The protagonist of Hari Kunzru’s 2017 novel White Tears, a young white recording engineer named Seth, describes days spent listening to music with his college friend, Carter Wallace:
We worshipped music like [Lee “Scratch”] Perry’s but we knew we didn’t own it, a fact we tried to ignore as far as possible, masking our disabling caucasity with a sort of professorial knowledge: who played congas on the B-side, the precise definition of collie. . . . The actual black kids at our school, of whom there were very few, seemed to us unsatisfactorily preppy or Christian or were basketball jocks doing business degrees . . . It seemed unfair. We were the ones who wanted to be at a soundclash in Kingston. We knew what John Coltrane was searching for when he overflew his tenor in the middle section of A Love Supreme. . . .We really did feel that our love of the music bought us something, some right to blackness.
(Lee Perry’s legendary Kingston studio, Black Ark.)

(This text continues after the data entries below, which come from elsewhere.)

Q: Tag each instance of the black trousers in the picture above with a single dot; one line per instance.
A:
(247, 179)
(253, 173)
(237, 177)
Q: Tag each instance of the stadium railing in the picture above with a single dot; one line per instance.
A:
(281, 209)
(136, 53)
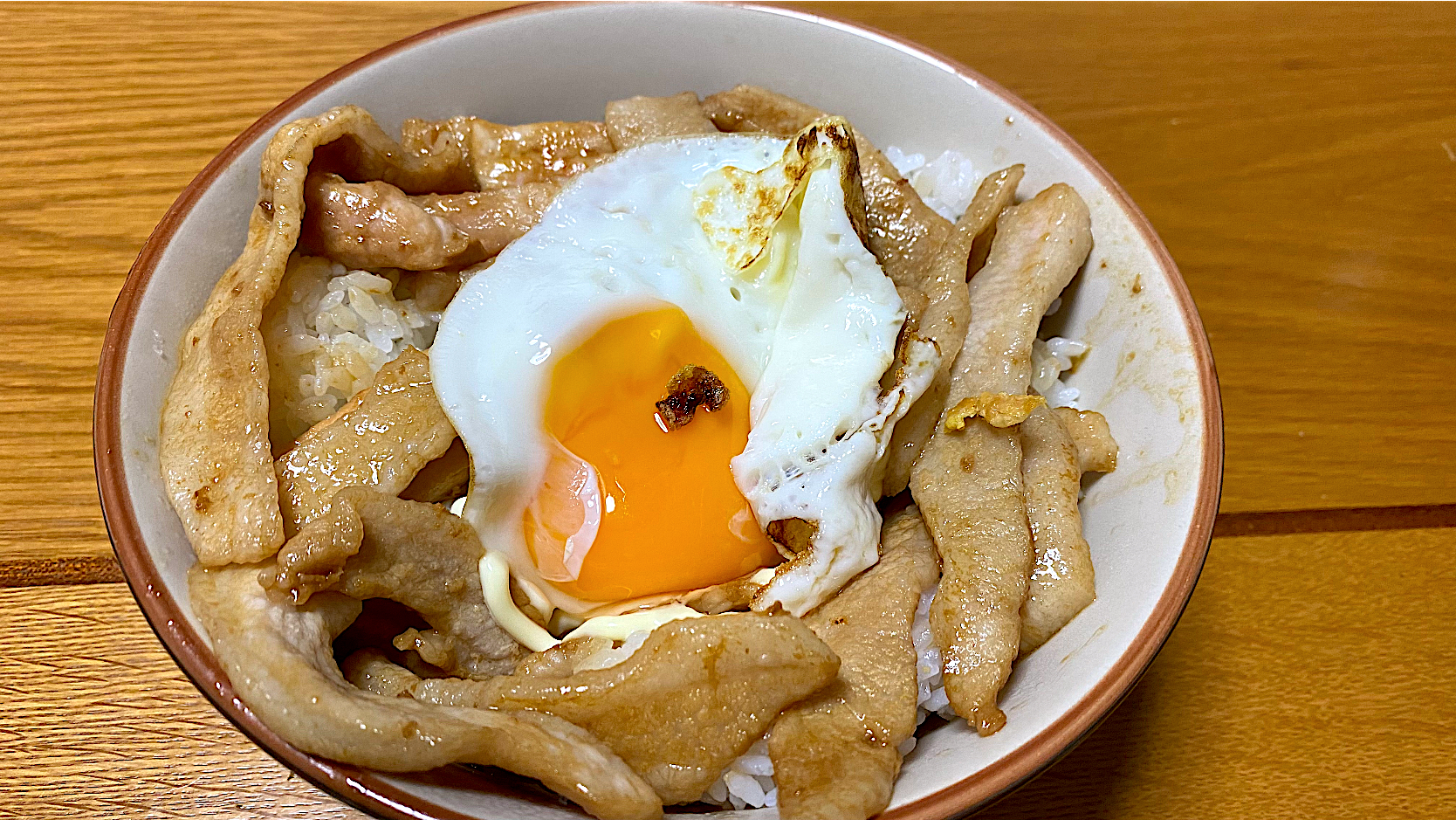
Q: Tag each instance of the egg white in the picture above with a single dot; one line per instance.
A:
(808, 329)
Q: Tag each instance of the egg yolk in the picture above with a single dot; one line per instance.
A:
(629, 508)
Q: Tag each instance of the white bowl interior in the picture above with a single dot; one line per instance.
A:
(567, 63)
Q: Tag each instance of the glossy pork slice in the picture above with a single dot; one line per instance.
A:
(215, 449)
(641, 120)
(1061, 578)
(381, 438)
(969, 481)
(374, 224)
(370, 545)
(278, 658)
(945, 318)
(836, 755)
(693, 698)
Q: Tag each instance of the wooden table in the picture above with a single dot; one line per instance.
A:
(1299, 162)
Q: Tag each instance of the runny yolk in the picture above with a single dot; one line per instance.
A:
(654, 512)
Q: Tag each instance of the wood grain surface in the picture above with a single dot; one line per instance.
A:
(1257, 706)
(1298, 159)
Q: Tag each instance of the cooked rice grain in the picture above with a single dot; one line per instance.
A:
(328, 333)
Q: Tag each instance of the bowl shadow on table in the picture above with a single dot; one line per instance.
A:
(1091, 780)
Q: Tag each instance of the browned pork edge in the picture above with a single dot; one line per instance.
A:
(367, 789)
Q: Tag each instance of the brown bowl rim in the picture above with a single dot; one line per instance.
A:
(367, 789)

Carter, a white trust-fund baby, has schooled Seth in black music:
He began with Jamaican dub. From there, he introduced ska and soca, soul and RnB, seventies Afrobeat and eighties electro. He spun early hip hop and Free Jazz and countless regional flavors of Bass and Juke music. Chicago, London, Lagos, Miami. I had not known there was such music . . . He listened exclusively to black music because, he said, it was more intense and authentic than anything made by white people.
What do you think Seth and Carter mean by authentic?
(John Lomax recording Huddie Ledbetter, aka Leadbelly, at Angola State Prison in Louisiana in the early 1930s.)
In the early 1900s, the pioneering musicologist John Lomax began collecting old American songs and ballads. To “collect,” in this context, means to go “into the field” to transcribe or record people singing and playing traditional music. The “subjects” who performed in these circumstances were usually not professional musicians, but rather ordinary people in rural America who had learned the music from their parents and grandparents. Lomax and his son, Alan, had a special interest in preserving the legacy of African-American music born of slavery. In the face of rapid industrialization and urbanization during the Great Migration, as people moved en masse from the country to the cities, old customs, traditions, and music were inevitably being lost (in addition to collecting songs, John Lomax directed the U.S. government’s Depression-era project to interview and transcribe the narratives of former slaves, many of whom were still alive). Among the Lomaxes’ most important work were their recordings of the music of the black inmates of Southern prisons, which they believed, due to their isolation, helped incubate an environment that allowed the prisoners to retain the old songs in their purest possible forms, without any corrupting influences from the world outside.
This makes the philosophy of preservation, as you will see as you continue to read White Tears, an especially fraught notion.
The Lomaxes’ recordings fueled a new interest in traditional American music, especially among politically-progressive educated whites. In the 1940s and 1950s, listeners who were tired of the commercial values of the burgeoning music industry began turning to the Anthology of American Folk Music, a set of multiple LPs of the blues, gospel, and folk songs the Lomaxes had recorded. The Anthology was so influential that it “became something like the Bible of the folk revival . . . Bob Dylan wouldn’t have been possible without it.” As Louis Proyect notes, in his first year of college in 1961,
Leadbelly was “discovered” by the Lomaxes when they recorded singers at Angola State Prison in Louisiana in 1933 (see image above). John Lomax petitioned the governor of Louisiana to have him released early, and took him on tour around the U.S. In 1937, Life magazine published an article about him entitled: “Lead Belly: Bad N*gger Makes Good Minstrel.”